This references to:
in particular where it says "Random Jungle -- abandoned?"
I found there is a directed graph version of a random forest - it is otherwise the same as a random forest but the base/weak learner is an acyclic directed graph. (1)
It is relevant enough that Microsoft has implemented it into their "Azure machine learning cheat-sheet" as a tool for "fast, accurate, small memory footprint" binary classification - they claim it compares favorably against CART ensembles for memory overhead with equivalent accuracy. (2)
I also found that, about 3 years ago (as of 2016) a package for R was made for it called "Rjungle". (3)

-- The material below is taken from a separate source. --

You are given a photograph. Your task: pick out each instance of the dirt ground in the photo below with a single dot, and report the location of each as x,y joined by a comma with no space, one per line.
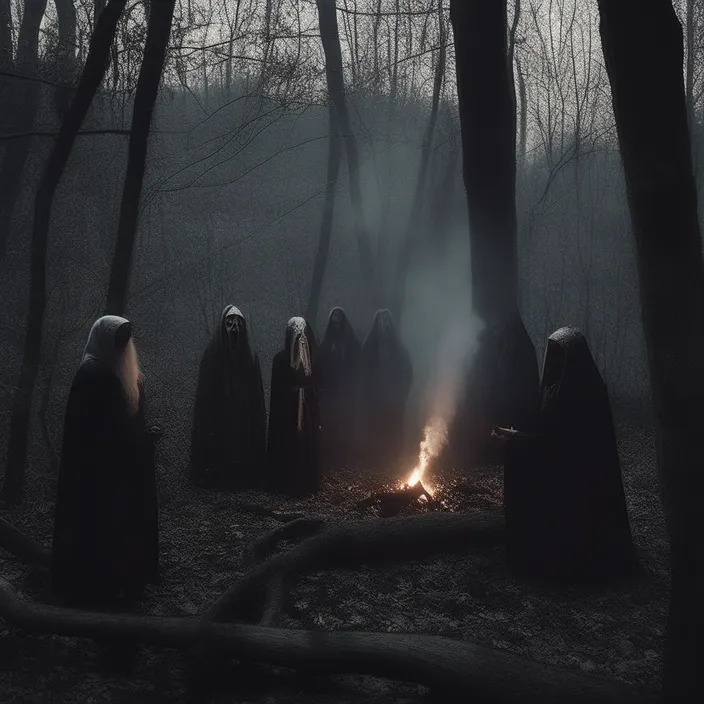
617,632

When I go to the help docs for the package, there are no examples. There seems to be no vignette. When I look for examples of use in the help documentation, there seem to be none. ("?rjungle", "vignette(Rjungle)")
There is an online manual for another Rjungle software. It has some "how to interface R to it" but not the same as an actual library. I suspect this is the "iron" behind "Rjungle". (4)
Questions (about algorithm/method in general):
- Why is this "random jungle" a tool that Microsoft thinks should be an equivalent to a random forest having essentially no development in the last 3 years? Is this a case of a tool with a fatal flaw that Microsoft either missed or is using on the hype to false-advertising spectrum, or is this a case of an excellent tool that the general machine learning community missed?
- Does it perform to its claims of equal accuracy with less memory? How does it perform against a functional benchmark like (but not limited to) Breiman's "randomForest" on something like (but not limited to)this: (blog, github)? Are there published comparisons against CART based, as compared to DAG based, ensembles?
Microsoft classifies the primary use of random jungles as "computer vision" in "related info" here (link).
There are two published papers that come up in a microsoft search, two from 2013, and one from 2016. The authors in common include "Jamie Shotton" and "Antonio Criminisi". Jamie is the first author on the 2013 papers, but the 5th author on the 2016 paper. Antonio is the last author on both papers.
The 2016 paper (link) is about fusing CNN's with CART/DAG ensembles. They claim to have compute cost less than half, and one fifth the parameter count, compared to reference CNN based model (VGG11). They also claim a compute speed that is 5x faster and parameter count that is 6x smaller than NiN for the same accuracy.